Dermatologic ...In one case report, a 5-year-old female presented with a papillary eccrine adenoma. In an effort to avoid excisional biopsy, alternative therapy was sought and an ointment containing thuja was advised to be applied to the lesion. Application of thuja for 6 months resulted in peripheral extension and central necrosis of the lesion, eventually necessitating complete excision of the lesion (106048).
Gastrointestinal ...Orally, large doses of thuja have been reported to cause toxicity involving gastric irritation, vomiting, abdominal pain, and diarrhea (6002,40888).

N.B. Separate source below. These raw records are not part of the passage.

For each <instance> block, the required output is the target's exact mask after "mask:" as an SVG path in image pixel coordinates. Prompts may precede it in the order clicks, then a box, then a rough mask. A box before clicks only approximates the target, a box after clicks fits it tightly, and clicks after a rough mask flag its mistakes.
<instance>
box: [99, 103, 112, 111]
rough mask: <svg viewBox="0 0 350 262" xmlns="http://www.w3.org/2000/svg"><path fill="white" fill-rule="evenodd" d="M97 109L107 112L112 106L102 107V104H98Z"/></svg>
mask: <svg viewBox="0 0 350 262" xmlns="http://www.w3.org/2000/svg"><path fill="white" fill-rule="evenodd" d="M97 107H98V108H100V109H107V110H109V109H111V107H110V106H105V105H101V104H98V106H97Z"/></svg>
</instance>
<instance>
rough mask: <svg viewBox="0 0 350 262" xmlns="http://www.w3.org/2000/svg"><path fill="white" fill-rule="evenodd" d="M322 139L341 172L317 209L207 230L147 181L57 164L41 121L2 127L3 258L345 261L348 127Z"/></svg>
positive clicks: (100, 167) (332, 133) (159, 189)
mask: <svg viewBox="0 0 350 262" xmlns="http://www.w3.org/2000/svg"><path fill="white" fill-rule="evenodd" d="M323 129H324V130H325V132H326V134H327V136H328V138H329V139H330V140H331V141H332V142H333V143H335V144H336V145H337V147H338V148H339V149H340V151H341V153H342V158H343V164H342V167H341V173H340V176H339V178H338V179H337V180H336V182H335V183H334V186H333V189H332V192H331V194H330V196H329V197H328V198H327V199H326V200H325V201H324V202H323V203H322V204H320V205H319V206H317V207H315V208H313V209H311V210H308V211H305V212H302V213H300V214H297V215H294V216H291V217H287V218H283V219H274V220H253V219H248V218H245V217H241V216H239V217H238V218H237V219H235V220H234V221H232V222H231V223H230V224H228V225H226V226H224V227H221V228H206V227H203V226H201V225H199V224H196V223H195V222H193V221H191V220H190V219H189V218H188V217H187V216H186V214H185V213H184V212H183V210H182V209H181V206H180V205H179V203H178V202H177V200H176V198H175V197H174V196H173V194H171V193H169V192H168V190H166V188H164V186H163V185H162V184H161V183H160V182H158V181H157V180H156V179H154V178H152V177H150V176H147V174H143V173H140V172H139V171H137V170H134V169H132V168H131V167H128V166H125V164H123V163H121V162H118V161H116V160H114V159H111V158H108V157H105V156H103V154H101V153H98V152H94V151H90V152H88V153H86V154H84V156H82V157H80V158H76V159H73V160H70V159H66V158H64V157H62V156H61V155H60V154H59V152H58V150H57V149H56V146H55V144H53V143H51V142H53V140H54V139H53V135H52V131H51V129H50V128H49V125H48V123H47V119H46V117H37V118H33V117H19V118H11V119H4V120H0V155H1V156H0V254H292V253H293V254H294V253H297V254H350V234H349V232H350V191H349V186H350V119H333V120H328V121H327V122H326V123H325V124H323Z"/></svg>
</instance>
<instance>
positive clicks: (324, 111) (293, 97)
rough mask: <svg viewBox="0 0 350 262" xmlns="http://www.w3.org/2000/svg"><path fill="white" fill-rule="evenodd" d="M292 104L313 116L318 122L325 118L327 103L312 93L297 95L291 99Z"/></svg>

Hepatic ...Orally, large doses of thuja have been reported to cause toxicity involving liver damage and death (6002,40888). In one case report, a healthy 40-year-old female taking thuja and black cohosh for 1 month presented with 3 days of severe abdominal pain and AST and ALT levels exceeding 5 times the upper limit of normal. Symptoms improved within 5 days of supplement discontinuation and levels normalized within 2 weeks (106047). It is unclear if this reaction was due to thuja, black cohosh, or other factors.
Neurologic/CNS ...Orally, large doses of thuja have been reported to cause toxicity involving nervous agitation, seizures, and death (6002,40888).
Renal ...Orally, large doses of thuja have been reported to cause toxicity involving renal toxicity and death (6002,40888).